Question

Find the vertex of the parabola \( 4y = x^2 - 6x + 17 \).

• A. \( (3, 7) \)
• B. \( (1, 4) \)
• C. \( (3, 4) \)
• D. \( (1, 7) \)

Hint:

To find the vertex of a parabola in the form \( ax^2 + bx + c \), complete the square to rewrite the equation in the form \( a(x - h)^2 + k \), where \( (h, k) \) is the vertex.

Answer 1

The Correct Option is C

The given equation of the parabola is: \[ 4y = x^2 - 6x + 17 \] We need to find the vertex of the parabola.
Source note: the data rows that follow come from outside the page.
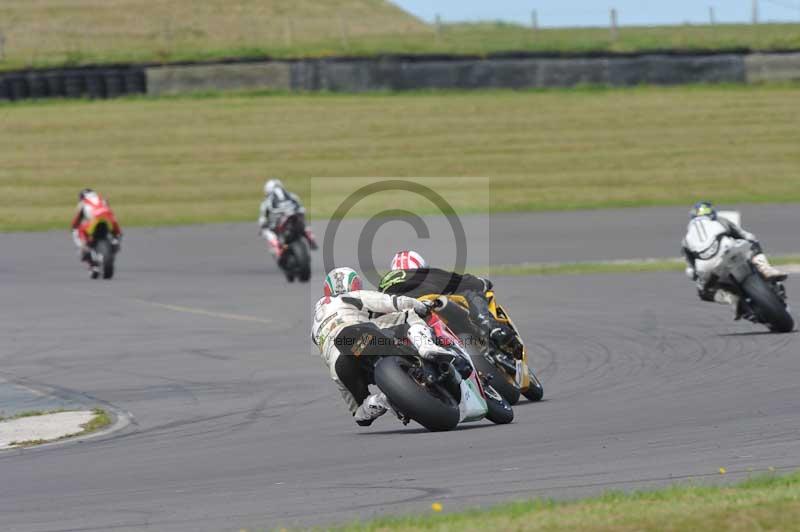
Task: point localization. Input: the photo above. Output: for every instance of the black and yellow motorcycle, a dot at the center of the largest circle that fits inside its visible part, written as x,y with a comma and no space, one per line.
509,376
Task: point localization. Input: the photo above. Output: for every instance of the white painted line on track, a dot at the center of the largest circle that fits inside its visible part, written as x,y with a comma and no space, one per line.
203,312
42,428
186,310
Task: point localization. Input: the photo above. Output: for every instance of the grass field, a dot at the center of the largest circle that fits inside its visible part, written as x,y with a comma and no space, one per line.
204,159
54,32
762,503
618,266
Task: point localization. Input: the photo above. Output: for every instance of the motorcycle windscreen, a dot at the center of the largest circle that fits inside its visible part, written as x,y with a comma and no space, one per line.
472,406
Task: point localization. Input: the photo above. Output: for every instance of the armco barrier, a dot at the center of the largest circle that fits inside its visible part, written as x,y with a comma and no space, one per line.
398,73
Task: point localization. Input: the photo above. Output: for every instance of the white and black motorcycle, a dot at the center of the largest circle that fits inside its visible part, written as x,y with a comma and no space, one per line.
761,301
437,395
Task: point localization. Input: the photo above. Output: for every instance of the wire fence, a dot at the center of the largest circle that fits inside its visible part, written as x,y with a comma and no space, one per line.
170,33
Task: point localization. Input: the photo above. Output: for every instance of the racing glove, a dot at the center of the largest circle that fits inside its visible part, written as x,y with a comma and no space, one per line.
421,308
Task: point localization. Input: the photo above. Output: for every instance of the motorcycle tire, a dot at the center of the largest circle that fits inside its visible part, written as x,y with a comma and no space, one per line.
767,306
302,260
535,391
499,411
430,405
498,378
105,251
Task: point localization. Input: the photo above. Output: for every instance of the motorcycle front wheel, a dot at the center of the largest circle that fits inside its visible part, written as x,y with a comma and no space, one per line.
767,306
430,405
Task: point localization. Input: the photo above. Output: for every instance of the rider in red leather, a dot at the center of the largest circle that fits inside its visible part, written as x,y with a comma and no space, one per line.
92,210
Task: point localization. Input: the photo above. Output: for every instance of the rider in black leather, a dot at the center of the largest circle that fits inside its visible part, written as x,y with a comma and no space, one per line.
410,276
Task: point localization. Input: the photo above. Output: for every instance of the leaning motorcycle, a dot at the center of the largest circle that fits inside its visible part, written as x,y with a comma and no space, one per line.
436,394
295,262
763,301
509,376
103,248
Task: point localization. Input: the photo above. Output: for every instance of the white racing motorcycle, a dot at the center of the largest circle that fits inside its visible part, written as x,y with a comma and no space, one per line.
438,395
763,301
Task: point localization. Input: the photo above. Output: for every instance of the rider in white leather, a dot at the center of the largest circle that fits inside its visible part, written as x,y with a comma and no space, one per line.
345,304
701,249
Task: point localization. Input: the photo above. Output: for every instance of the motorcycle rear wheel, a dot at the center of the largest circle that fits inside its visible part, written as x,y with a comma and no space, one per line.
767,306
105,251
498,378
430,405
302,260
535,391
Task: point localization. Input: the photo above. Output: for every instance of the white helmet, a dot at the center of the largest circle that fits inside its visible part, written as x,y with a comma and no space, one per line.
271,185
407,260
340,281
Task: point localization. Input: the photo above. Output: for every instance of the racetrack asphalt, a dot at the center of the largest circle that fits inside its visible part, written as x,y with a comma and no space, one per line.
235,423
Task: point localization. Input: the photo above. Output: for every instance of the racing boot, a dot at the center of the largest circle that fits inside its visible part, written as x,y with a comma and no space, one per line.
766,269
723,297
371,409
422,339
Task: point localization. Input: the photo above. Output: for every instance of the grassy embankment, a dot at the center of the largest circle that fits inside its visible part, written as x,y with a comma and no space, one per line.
204,159
761,503
54,32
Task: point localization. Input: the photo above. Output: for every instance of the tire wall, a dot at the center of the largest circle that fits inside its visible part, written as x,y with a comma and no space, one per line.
73,83
399,74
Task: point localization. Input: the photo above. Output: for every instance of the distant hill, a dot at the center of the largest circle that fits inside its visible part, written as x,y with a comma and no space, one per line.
39,32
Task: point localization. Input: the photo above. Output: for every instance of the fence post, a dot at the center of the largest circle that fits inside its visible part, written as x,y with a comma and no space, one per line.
614,25
289,32
343,31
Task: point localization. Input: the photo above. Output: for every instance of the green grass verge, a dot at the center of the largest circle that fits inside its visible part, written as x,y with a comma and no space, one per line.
55,32
196,160
622,266
767,502
45,33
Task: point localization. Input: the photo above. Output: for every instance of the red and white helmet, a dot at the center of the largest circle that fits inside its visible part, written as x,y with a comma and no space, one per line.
407,260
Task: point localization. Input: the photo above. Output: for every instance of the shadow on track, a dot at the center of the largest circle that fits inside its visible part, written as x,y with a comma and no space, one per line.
423,430
756,333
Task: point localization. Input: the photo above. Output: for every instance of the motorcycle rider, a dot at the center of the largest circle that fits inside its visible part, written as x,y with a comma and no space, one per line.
345,303
701,262
410,275
92,210
278,203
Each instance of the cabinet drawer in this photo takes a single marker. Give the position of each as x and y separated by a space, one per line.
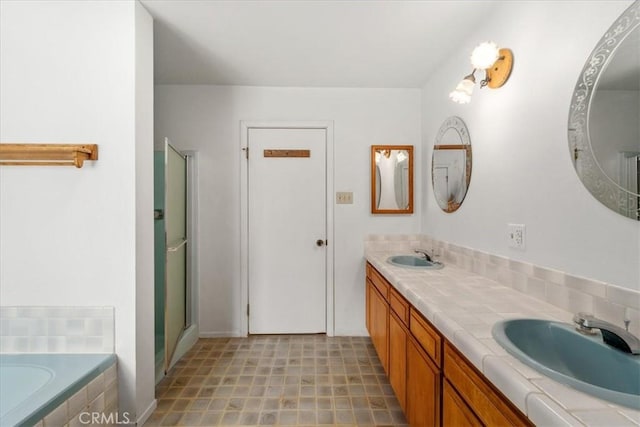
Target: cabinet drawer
378 281
426 335
399 305
487 402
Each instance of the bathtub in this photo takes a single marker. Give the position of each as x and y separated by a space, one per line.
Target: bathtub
35 386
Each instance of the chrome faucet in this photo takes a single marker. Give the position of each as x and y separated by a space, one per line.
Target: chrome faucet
612 335
424 254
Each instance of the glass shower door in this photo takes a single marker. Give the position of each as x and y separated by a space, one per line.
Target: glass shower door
176 252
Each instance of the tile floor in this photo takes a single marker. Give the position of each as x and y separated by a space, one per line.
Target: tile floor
295 380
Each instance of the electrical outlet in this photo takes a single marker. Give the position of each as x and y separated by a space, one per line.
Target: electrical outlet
516 236
344 198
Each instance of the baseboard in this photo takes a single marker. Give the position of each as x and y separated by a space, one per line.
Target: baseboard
147 413
218 334
352 333
187 340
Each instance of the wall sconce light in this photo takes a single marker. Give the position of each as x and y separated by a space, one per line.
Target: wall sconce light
495 62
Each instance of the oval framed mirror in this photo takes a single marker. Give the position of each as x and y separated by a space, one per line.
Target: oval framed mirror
451 164
604 134
391 179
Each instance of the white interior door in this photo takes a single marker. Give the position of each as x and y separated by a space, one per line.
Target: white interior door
287 228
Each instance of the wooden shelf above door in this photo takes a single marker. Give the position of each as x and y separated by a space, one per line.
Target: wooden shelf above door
47 154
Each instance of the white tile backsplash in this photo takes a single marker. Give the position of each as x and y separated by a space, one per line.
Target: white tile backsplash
56 329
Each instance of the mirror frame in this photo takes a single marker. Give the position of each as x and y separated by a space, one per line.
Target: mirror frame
599 184
459 126
374 208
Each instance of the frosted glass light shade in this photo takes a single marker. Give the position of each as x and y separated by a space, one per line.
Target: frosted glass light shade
485 55
464 90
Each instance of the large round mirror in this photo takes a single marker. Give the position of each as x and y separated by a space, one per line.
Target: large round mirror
604 118
451 164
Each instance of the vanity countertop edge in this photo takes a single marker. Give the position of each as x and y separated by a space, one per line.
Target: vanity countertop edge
464 307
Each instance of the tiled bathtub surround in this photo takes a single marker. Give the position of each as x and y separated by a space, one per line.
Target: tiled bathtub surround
56 330
98 399
570 293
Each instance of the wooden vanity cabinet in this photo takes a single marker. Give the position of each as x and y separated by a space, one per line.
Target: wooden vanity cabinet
398 338
424 380
378 316
480 397
434 383
455 412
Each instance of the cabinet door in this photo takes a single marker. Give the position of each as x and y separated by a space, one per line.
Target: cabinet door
423 387
368 305
379 325
398 359
455 412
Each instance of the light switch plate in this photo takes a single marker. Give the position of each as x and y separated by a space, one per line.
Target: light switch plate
344 197
516 234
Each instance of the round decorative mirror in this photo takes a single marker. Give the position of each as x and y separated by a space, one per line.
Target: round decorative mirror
604 130
451 164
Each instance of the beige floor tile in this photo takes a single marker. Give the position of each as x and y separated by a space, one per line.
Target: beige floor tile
299 380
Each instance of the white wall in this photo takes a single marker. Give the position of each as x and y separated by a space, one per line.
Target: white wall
207 119
522 170
68 237
145 344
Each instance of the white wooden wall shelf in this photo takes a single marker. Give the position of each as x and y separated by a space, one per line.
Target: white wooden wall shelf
47 154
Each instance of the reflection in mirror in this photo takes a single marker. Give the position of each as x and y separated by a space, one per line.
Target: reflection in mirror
392 179
604 130
451 164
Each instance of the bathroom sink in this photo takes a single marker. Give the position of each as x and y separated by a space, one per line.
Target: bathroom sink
412 261
583 362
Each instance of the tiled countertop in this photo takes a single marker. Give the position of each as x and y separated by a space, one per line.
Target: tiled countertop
464 307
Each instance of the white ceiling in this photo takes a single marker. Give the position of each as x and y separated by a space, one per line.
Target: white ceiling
361 43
1. Step 1: Rewrite the equation in standard form. First, divide the entire equation by 4: \[ y = \frac{1}{4}(x^2 - 6x) + \frac{17}{4} \] Now, complete the square for the \( x \)-terms.

2. Step 2: Complete the square. To complete the square on \( x^2 - 6x \), take half of -6, which is -3, square it to get 9. Add and subtract 9 inside the bracket: \[ y = \frac{1}{4}[(x^2 - 6x + 9) - 9] + \frac{17}{4} \] Simplifying: \[ y = \frac{1}{4}[(x - 3)^2 - 9] + \frac{17}{4} \] Distribute the \( \frac{1}{4} \): \[ y = \frac{1}{4}(x - 3)^2 - \frac{9}{4} + \frac{17}{4} \] Simplify the constants: \[ y = \frac{1}{4}(x - 3)^2 + 2 \]

3. Step 3: Identify the vertex. The equation is now in the form \( y = a(x - h)^2 + k \), where \( (h, k) \) is the vertex of the parabola. From the equation, we see that the vertex is at \( (3, 4) \). Thus, the vertex of the parabola is \( (3, 4) \).